Umgang mit Geweihten

  • Recht und Gerechtigkeit sind nicht identisch, und wenn ich mich recht entsinne (ich habe nicht nachgeschaut) sind Praioten dem (geltenden) Rest verpflichtet.

    Da kann man doch seinen Charakter wunderbar differenzieren und Hadern lassen: ist Praios nicht der Gerechtigkeit und die Praioskirche dem Recht verpflichtet?

    Ich mag sowas :D

  • Ich finde es macht Geweihte schon fehlbar, so ein Kodex macht sie besonders fehlbar, jedenfalls dann, wenn es ein umfassender (z.B. der der Rondrianer^^) ist, denn der Geweinte verlässt seinen Tempel, Kopf und Herz voll mit Idealen und Geboten, was gut und richtig ist und wie er sich verhalten soll, egal, was kommt - und dann kommt etwas, die Realität, die nicht zulässt, alle diese Gebote und Pflichten gleichermaßen und gleichzeitig in jeder Situation zu erfüllen. Er wird damit konfrontiert, dass Idealen nachstreben eine schwere Last sein kann, weil mann sie voraussichtlich eben nicht immer erfüllen kann, egal, wie sehr man bestrebt ist, das zu tun, immer und immer wieder.
    Denn man selber ist nur ein Mensch mit endlichen Kräften und Möglichkeiten und Schwächen.

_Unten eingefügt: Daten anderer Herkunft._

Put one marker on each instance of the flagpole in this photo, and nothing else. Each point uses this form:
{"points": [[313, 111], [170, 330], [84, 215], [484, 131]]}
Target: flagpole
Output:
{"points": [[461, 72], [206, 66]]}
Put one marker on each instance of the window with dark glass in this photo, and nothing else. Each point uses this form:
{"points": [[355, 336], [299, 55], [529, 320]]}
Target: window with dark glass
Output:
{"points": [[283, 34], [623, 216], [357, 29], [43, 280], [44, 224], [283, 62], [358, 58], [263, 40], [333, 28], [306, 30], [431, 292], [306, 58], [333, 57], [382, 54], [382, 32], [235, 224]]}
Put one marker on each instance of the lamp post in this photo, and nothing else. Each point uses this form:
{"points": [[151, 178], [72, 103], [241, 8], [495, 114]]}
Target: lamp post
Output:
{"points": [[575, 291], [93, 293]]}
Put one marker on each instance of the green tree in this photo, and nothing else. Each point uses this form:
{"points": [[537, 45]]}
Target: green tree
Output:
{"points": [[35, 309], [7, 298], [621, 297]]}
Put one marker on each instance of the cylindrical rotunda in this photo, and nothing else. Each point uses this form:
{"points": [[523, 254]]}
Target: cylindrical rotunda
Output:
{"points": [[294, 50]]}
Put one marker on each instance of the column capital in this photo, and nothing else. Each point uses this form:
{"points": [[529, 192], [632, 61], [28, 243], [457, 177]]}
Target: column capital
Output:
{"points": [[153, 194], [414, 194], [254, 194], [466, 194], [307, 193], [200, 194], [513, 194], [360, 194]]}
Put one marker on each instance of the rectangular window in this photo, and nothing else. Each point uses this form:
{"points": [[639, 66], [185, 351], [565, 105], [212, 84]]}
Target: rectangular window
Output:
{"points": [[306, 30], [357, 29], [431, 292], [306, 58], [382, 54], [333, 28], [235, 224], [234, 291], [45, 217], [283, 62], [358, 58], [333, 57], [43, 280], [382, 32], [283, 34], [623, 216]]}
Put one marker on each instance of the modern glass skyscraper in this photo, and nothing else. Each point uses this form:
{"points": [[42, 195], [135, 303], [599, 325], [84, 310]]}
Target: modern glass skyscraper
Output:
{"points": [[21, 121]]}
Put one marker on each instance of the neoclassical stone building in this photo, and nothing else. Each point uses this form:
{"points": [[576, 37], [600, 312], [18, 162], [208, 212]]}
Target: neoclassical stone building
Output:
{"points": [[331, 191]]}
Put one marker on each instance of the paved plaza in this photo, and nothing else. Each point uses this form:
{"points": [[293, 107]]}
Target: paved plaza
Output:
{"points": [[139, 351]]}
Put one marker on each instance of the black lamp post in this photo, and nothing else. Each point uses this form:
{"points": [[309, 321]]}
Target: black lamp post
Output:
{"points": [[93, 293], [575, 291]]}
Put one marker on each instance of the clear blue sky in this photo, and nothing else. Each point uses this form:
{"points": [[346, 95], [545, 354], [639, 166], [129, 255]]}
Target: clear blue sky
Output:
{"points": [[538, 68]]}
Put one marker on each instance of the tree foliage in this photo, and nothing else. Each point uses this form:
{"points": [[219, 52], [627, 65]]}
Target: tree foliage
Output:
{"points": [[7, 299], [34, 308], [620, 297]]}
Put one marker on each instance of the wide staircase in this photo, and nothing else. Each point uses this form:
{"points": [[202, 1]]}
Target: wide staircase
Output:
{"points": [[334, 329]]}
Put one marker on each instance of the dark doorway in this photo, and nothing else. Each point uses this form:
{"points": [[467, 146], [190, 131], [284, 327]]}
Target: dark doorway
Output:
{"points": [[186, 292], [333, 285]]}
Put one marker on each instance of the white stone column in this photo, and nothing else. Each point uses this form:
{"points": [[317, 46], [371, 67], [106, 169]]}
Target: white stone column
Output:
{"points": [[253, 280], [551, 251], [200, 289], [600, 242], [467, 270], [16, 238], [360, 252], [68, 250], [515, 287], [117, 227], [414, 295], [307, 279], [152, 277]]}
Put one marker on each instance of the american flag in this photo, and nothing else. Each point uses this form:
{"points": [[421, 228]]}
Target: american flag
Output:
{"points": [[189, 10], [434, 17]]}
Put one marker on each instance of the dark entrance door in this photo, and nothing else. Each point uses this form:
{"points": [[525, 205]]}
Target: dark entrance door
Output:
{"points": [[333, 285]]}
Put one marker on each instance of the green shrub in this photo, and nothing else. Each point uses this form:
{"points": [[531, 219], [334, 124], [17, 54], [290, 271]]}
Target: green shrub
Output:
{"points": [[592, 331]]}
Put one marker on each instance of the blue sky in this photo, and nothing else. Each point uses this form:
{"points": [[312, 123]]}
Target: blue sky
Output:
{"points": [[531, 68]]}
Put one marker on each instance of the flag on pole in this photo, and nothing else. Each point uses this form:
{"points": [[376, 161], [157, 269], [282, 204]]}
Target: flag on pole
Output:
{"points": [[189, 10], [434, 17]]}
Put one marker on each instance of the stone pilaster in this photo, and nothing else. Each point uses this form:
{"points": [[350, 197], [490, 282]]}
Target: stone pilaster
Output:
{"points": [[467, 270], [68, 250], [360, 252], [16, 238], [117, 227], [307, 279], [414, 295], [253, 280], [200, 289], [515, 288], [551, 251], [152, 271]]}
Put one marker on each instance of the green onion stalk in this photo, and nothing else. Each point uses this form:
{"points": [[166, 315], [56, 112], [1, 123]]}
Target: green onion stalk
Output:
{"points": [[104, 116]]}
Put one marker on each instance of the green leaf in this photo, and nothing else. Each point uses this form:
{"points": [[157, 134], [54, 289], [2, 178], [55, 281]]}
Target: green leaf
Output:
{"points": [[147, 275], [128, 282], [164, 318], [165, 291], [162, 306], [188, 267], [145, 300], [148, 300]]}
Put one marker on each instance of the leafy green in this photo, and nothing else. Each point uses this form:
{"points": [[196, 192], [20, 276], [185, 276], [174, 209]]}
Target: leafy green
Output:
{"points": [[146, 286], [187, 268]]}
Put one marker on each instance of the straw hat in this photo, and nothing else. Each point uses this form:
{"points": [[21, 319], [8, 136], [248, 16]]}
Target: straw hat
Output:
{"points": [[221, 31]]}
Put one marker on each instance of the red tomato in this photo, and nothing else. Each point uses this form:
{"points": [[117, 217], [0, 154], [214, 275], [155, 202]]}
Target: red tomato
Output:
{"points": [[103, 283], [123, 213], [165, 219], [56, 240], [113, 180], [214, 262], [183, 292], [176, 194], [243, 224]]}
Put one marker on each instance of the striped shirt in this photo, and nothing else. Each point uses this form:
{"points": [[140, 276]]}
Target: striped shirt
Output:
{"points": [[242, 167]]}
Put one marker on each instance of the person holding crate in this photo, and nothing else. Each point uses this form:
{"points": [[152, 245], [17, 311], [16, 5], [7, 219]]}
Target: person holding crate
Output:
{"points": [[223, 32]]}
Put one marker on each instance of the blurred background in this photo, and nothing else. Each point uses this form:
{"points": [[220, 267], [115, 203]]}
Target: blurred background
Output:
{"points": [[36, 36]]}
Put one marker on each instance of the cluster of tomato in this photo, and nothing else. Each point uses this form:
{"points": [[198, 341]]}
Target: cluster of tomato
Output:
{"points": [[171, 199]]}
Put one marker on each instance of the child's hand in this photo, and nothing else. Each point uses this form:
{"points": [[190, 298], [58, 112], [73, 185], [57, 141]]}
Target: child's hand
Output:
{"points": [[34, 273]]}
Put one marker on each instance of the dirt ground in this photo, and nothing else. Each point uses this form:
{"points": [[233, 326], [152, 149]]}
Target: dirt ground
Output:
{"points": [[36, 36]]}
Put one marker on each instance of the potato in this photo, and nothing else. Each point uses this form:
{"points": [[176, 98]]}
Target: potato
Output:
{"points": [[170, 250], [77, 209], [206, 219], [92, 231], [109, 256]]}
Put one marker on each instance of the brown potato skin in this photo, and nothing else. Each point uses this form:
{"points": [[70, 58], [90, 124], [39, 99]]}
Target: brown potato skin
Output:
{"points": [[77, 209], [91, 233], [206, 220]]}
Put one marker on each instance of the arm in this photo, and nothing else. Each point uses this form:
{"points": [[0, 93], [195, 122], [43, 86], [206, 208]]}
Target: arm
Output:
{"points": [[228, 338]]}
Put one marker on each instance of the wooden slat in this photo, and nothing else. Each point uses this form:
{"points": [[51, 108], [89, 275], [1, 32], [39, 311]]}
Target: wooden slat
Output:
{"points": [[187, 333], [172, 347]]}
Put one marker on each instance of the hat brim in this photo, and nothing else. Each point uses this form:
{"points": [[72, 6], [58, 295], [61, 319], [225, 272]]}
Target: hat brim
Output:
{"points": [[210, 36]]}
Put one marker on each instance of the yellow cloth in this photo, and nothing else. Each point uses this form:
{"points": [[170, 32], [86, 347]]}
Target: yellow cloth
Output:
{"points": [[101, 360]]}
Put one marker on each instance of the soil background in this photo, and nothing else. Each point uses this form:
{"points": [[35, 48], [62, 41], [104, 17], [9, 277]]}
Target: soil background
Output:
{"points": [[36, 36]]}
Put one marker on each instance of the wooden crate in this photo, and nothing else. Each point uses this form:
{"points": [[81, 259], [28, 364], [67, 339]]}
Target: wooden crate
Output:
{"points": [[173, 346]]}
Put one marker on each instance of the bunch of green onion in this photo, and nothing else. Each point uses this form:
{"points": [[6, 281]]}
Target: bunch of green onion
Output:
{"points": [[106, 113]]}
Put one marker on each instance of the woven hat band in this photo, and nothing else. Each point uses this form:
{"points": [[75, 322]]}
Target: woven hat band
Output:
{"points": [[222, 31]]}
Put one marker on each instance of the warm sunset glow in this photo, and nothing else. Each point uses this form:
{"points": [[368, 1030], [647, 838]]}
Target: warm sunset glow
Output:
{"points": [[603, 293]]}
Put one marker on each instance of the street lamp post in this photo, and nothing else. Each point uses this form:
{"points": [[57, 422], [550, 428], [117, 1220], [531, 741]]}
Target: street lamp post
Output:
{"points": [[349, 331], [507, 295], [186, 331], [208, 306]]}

    Geweihte sind fehlbar, aber wenn sie direkte Adjutanten und Gesandte des Gottes sind, von diesem absolut durchleuchtet und geprüft, dann fehlt eben auch der Gott ständig oder nimmt Kollateral-Schäden abwinkend in Kauf. Diese Sicht mag ich nicht teilen. Ebenso wenig sehe ich Geweihte als isolierte Tempelkinder. Ich denke viele von denen haben durchaus einen sehr realen und pragmatischen Bezug zum Leben. Das was du beschreibst wären für mich weltfremde Klosterkinder.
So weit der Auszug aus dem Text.